If the specified trigger item doesn't exist or is disabled for a given luminosity block (indicated in TrigConf by a prescale of -1), the luminosity calculator will treat this as an infinite prescale. This means this lumi block will not contribute to the delivered luminosity after prescale. In addition, this luminosity block will be marked as 'Bad' in the accounting of Good/Bad luminosity blocks. The other reason why a lumi block will be flagged as bad is if the luminosity value is known to be invalid. No lumi block with a Green LUMI DQ flag should contain invalid data.
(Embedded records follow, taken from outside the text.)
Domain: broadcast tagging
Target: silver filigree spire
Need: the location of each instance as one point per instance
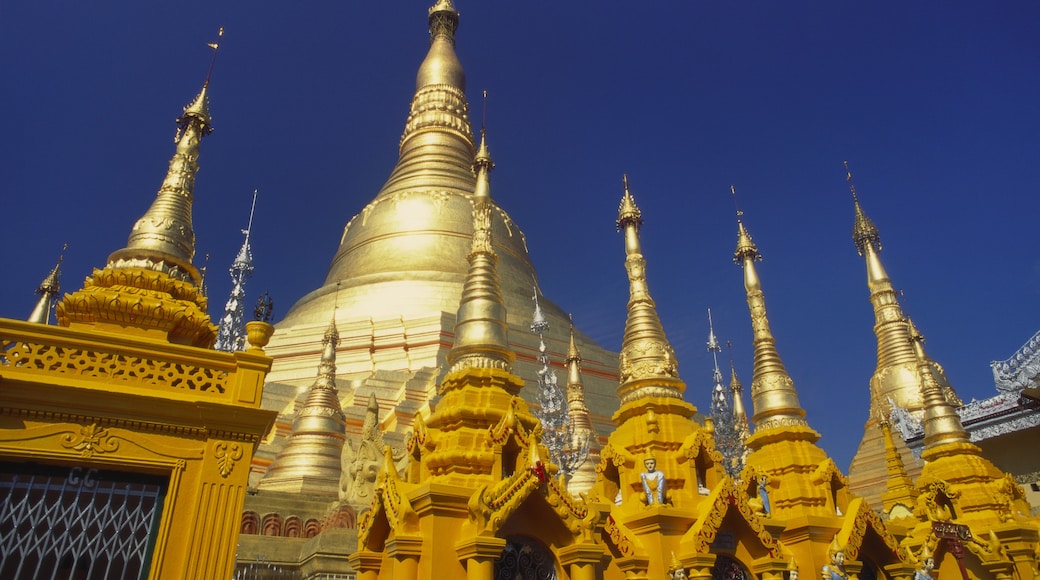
(727, 431)
(48, 290)
(232, 334)
(568, 449)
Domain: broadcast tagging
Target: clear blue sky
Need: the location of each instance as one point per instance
(934, 106)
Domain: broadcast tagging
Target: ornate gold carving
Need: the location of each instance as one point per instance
(91, 440)
(226, 455)
(624, 543)
(124, 366)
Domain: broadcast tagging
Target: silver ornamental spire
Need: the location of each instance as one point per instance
(568, 449)
(727, 432)
(48, 290)
(231, 336)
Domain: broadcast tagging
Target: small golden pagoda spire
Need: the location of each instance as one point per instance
(647, 363)
(48, 291)
(576, 407)
(163, 237)
(739, 415)
(941, 422)
(151, 287)
(773, 394)
(441, 64)
(890, 324)
(311, 459)
(482, 336)
(901, 495)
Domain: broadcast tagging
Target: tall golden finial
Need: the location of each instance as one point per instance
(900, 496)
(48, 290)
(773, 395)
(941, 422)
(864, 233)
(482, 336)
(151, 284)
(628, 212)
(311, 458)
(483, 157)
(745, 245)
(163, 238)
(441, 64)
(648, 367)
(215, 46)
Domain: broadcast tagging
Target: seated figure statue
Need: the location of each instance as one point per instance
(653, 480)
(835, 570)
(925, 571)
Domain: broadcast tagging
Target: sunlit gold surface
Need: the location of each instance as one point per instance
(648, 367)
(482, 336)
(310, 463)
(958, 485)
(150, 286)
(399, 271)
(577, 412)
(773, 396)
(900, 496)
(895, 377)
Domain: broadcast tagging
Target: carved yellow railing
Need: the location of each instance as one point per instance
(37, 352)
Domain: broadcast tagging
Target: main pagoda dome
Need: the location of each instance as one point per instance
(397, 275)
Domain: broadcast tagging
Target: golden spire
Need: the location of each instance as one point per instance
(864, 233)
(773, 394)
(576, 407)
(647, 363)
(441, 64)
(482, 338)
(311, 459)
(901, 495)
(150, 286)
(736, 390)
(48, 291)
(163, 237)
(894, 376)
(941, 422)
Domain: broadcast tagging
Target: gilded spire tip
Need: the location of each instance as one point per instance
(864, 233)
(628, 212)
(48, 291)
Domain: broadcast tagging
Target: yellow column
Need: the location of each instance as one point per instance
(406, 550)
(581, 559)
(478, 555)
(366, 563)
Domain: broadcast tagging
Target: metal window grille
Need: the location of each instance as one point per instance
(77, 522)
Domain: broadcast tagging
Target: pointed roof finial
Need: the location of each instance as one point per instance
(647, 366)
(773, 395)
(572, 348)
(941, 422)
(483, 161)
(311, 458)
(482, 335)
(215, 46)
(628, 212)
(745, 245)
(864, 233)
(231, 336)
(441, 66)
(48, 291)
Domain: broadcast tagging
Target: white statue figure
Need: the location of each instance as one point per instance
(835, 570)
(676, 572)
(653, 480)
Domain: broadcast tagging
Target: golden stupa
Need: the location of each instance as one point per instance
(895, 381)
(399, 270)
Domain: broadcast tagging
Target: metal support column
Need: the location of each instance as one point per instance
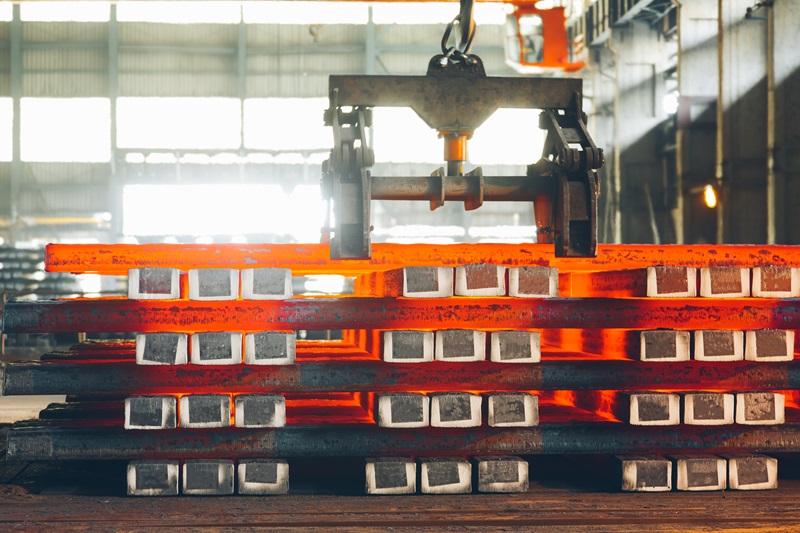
(17, 170)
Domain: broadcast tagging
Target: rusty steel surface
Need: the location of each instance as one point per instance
(444, 103)
(123, 378)
(122, 315)
(55, 440)
(315, 258)
(461, 188)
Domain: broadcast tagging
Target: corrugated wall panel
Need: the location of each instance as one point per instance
(131, 61)
(145, 33)
(44, 201)
(67, 173)
(288, 35)
(289, 86)
(181, 84)
(65, 84)
(302, 65)
(41, 32)
(61, 59)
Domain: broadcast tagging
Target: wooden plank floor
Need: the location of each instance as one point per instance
(328, 496)
(552, 509)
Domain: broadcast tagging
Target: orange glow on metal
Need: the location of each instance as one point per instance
(305, 259)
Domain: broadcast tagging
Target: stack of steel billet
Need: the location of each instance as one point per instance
(455, 362)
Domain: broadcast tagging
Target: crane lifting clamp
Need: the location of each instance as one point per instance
(455, 97)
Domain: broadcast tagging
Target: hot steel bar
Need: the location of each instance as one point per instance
(315, 258)
(120, 315)
(376, 376)
(27, 442)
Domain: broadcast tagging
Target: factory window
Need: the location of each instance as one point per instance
(179, 123)
(65, 11)
(286, 124)
(305, 13)
(434, 13)
(230, 209)
(65, 129)
(187, 12)
(401, 136)
(508, 137)
(6, 119)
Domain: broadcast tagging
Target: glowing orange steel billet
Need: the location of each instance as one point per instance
(121, 315)
(315, 258)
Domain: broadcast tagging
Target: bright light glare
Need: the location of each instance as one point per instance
(65, 129)
(421, 230)
(305, 13)
(401, 136)
(286, 123)
(185, 12)
(503, 232)
(508, 137)
(223, 210)
(6, 121)
(434, 13)
(710, 196)
(64, 11)
(188, 123)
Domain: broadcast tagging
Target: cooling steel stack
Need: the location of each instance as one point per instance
(454, 364)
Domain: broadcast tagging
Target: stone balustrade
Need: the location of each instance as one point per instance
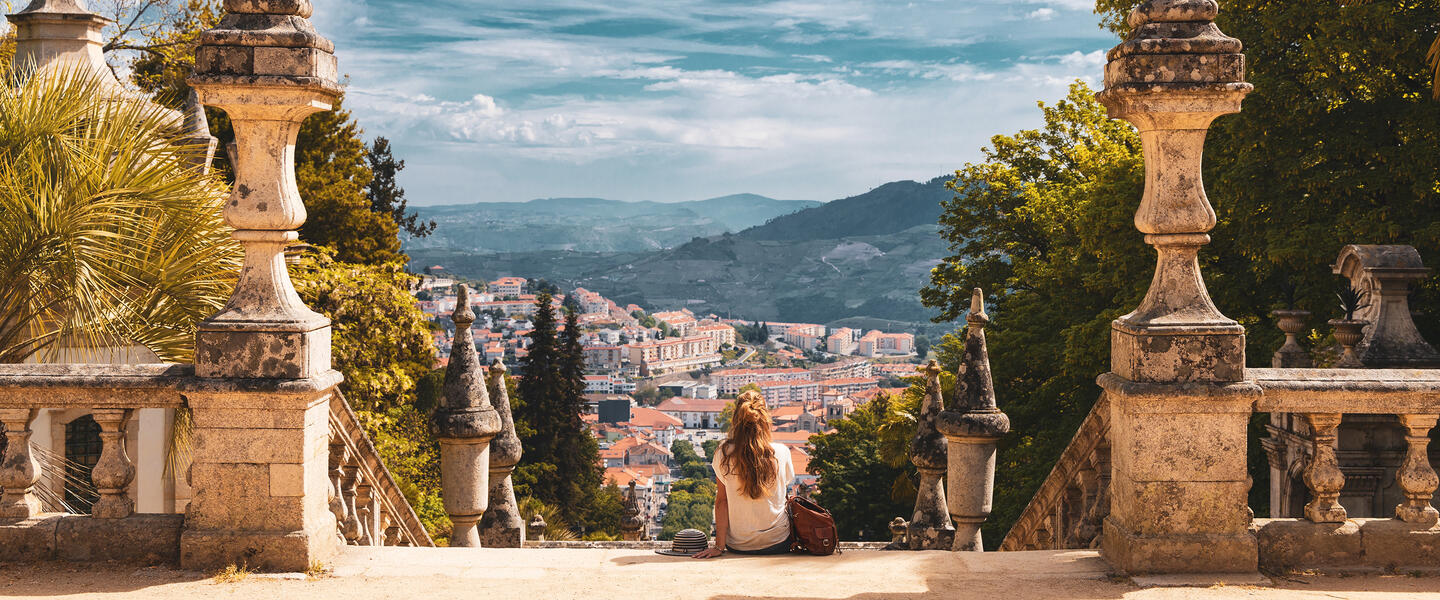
(1070, 507)
(375, 508)
(367, 504)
Please note that the random trigger rates are not currently accounted for by the luminosity calculator. Any random-seeded trigger will typically have a luminosity reported which is much larger than the true luminosity.
LAr Event Veto
Starting with the Release 17 reprocessing (Summer 2011) and all data taken from September 2011 onwards, certain LAr defects (noise bursts) are not rejected at the GRL stage. Users must reject specific events instead, as more fully described on the LArEventVetoRel17 TWiki. The loss of luminosity from applying these event vetos is calculated by determining what fraction of a given luminosity block has fallen into one of these LAr EventVeto periods. The LAr event veto database is versioned, and one must use the DB tag which matches the version of the data being processed. Please consult the LArEventVetoRel17 TWiki for the latest recommendation. For 2017, the data reconstructed at the Tier0 (t0pro21_v01 containers) needs LARBadChannelsOflEventVeto-RUN2-UPD4-06, while the reprocessed data will use LARBadChannelsOflEventVeto-RUN2-UPD4-08. Either tag is fine for Run2 data before 2017. As of 2018, LARBadChannelsOflEventVeto-RUN2-UPD4-10 contains the best information for all running periods.
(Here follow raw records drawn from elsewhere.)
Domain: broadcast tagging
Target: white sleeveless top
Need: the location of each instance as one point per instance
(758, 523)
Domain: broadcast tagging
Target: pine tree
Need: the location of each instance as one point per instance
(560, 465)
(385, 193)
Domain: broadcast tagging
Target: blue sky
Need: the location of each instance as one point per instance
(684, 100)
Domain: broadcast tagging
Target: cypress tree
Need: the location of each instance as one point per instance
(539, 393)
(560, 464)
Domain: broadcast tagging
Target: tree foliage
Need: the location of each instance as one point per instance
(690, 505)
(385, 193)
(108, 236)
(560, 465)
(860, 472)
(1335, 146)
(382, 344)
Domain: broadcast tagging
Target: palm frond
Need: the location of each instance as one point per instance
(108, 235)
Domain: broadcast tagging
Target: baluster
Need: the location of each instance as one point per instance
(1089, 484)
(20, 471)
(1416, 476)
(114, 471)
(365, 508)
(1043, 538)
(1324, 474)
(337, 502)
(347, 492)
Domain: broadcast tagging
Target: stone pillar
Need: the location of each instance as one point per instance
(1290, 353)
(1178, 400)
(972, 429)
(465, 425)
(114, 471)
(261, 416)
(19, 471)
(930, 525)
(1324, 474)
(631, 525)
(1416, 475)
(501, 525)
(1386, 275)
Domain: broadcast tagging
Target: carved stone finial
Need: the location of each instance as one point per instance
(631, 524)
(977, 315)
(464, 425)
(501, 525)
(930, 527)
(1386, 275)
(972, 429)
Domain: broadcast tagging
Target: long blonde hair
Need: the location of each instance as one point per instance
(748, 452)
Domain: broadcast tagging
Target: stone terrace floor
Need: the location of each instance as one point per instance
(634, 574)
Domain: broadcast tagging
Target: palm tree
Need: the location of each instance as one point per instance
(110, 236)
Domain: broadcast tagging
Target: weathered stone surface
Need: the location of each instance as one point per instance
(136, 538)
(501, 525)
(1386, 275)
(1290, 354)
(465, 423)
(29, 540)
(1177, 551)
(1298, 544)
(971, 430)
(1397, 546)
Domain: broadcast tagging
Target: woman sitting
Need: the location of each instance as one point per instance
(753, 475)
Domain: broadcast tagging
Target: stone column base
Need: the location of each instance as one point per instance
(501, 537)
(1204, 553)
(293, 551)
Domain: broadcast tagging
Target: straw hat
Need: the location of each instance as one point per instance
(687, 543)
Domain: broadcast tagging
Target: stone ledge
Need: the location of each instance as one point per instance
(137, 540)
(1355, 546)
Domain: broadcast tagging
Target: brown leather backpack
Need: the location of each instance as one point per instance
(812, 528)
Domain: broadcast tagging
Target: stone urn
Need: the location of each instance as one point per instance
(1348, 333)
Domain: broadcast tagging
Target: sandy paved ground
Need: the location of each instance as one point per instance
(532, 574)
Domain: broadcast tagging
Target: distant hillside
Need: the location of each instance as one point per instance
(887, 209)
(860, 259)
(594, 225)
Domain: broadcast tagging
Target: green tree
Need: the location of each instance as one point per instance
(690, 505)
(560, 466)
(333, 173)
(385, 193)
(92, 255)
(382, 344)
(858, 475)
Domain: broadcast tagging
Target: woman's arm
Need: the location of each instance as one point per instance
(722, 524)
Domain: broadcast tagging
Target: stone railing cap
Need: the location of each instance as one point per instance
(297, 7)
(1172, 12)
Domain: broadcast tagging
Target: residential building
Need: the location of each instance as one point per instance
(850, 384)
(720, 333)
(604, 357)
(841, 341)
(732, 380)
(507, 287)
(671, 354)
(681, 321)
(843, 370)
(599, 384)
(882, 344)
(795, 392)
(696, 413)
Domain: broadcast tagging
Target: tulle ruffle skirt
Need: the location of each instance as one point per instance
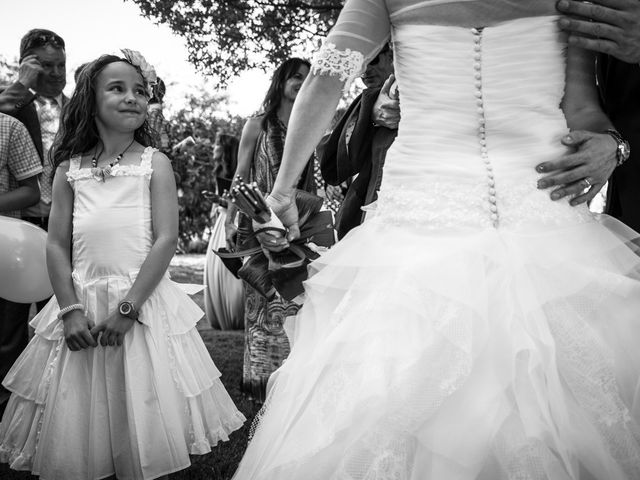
(136, 411)
(491, 354)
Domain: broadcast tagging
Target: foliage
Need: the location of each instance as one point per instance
(226, 37)
(201, 119)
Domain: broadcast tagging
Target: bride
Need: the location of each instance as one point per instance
(471, 328)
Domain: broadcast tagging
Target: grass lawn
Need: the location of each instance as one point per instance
(226, 349)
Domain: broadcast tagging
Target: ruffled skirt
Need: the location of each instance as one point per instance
(136, 411)
(491, 354)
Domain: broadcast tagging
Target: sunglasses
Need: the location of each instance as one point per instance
(45, 39)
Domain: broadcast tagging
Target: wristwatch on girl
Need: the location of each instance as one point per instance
(128, 309)
(623, 151)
If you want to specify a tag not present in the pop-up list, specify none, and in the Other Options box use --lar --lartag=TAG.
Other Options
Additional options can be specified in the text box, or by using the handy check boxes for commonly used options. For triggers which use BGRP7, you must specify channel 17 to get the BGRP7 luminosity. For triggers which include b-jet triggers, you must require the online beamspot status to be valid to get the correct livefraction.